7 September 2010
Nick Millea, Bodleian Map Librarian was interviewed today on the ‘Making History’ programme on Radio 4. He talked about one of the Bodleian treasures, a paper roll depicting a map of the first modern battle on British soil known as ‘The Battle of Pinkie’ (1547). The scroll featuring the drawings of John Ramsay whose name appears on the map, describing himself as a ‘Gentleman without money’ was discovered about 100 years ago in the Bodleian Library by Sir Charles Oman.
In today’s programme, the presenter Vanessa Collingridge travelled to Musselburgh to find out more about the Battle of Pinkie often referred as the last battle between independent Scots and the English and the first 'modern' battle fought in Britain. She is also on a search for the first modern map that depicted it.

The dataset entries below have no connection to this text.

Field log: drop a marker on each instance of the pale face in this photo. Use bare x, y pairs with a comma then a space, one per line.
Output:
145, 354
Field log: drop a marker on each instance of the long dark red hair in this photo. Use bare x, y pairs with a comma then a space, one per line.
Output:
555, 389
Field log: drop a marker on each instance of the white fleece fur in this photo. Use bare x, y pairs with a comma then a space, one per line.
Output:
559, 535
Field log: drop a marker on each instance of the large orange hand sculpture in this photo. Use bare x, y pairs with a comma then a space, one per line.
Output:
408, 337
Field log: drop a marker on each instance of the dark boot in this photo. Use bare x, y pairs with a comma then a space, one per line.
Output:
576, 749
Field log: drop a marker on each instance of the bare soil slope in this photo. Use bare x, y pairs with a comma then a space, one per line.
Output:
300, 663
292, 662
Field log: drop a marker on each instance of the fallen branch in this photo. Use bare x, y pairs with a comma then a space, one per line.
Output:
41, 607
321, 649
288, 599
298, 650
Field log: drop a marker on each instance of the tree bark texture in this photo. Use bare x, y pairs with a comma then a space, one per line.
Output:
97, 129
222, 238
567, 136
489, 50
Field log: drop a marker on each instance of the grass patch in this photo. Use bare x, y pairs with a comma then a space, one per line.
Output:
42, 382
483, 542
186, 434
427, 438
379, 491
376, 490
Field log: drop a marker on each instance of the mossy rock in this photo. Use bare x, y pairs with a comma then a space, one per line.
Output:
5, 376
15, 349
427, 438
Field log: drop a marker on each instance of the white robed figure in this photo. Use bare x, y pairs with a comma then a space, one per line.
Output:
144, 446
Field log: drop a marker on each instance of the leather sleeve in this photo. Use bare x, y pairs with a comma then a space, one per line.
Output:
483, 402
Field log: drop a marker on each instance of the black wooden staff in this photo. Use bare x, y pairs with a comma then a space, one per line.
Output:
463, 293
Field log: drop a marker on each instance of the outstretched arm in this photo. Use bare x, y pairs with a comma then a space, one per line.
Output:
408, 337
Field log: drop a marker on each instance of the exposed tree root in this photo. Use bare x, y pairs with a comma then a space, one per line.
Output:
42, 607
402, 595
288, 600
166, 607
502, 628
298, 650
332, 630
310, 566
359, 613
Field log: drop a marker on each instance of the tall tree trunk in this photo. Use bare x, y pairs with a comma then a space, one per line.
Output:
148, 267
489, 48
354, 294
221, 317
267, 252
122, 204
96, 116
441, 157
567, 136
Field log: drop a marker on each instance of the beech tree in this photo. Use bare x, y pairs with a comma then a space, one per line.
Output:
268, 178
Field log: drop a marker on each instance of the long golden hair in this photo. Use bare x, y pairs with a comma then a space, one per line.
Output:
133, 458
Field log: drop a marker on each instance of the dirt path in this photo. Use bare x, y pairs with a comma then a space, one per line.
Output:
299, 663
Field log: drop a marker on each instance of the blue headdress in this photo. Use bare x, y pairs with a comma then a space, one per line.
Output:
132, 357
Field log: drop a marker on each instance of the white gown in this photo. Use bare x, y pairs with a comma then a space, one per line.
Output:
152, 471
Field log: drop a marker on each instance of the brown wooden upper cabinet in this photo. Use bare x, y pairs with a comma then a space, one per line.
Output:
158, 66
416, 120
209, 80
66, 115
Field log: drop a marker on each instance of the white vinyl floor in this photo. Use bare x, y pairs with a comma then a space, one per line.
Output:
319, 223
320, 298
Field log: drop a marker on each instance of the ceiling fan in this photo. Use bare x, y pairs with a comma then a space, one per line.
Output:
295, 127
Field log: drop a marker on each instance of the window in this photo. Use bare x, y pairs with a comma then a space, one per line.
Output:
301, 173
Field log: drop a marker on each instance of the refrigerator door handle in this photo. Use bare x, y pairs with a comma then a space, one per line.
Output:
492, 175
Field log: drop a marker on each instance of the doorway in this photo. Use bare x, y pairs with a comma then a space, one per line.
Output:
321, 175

On 10 September 1547, the English and Scottish armies faced each other just a few miles to the east of Edinburgh in one of the key moments of what's become known as the War of the 'Rough Wooing'. The English were using new, European-influenced, fighting techniques that included artillery while the Scots were still relying on cavalry. It resulted in a catastrophic defeat for the Scots. Despite the battle’s historical importance, there is little locally that commemorates it and few know much about it.
Vanessa talked with historian Dr Fiona Watson and then travelled to both Bodleian Library in Oxford and the British Library in London to look at maps illustrating the Battle of Pinkie.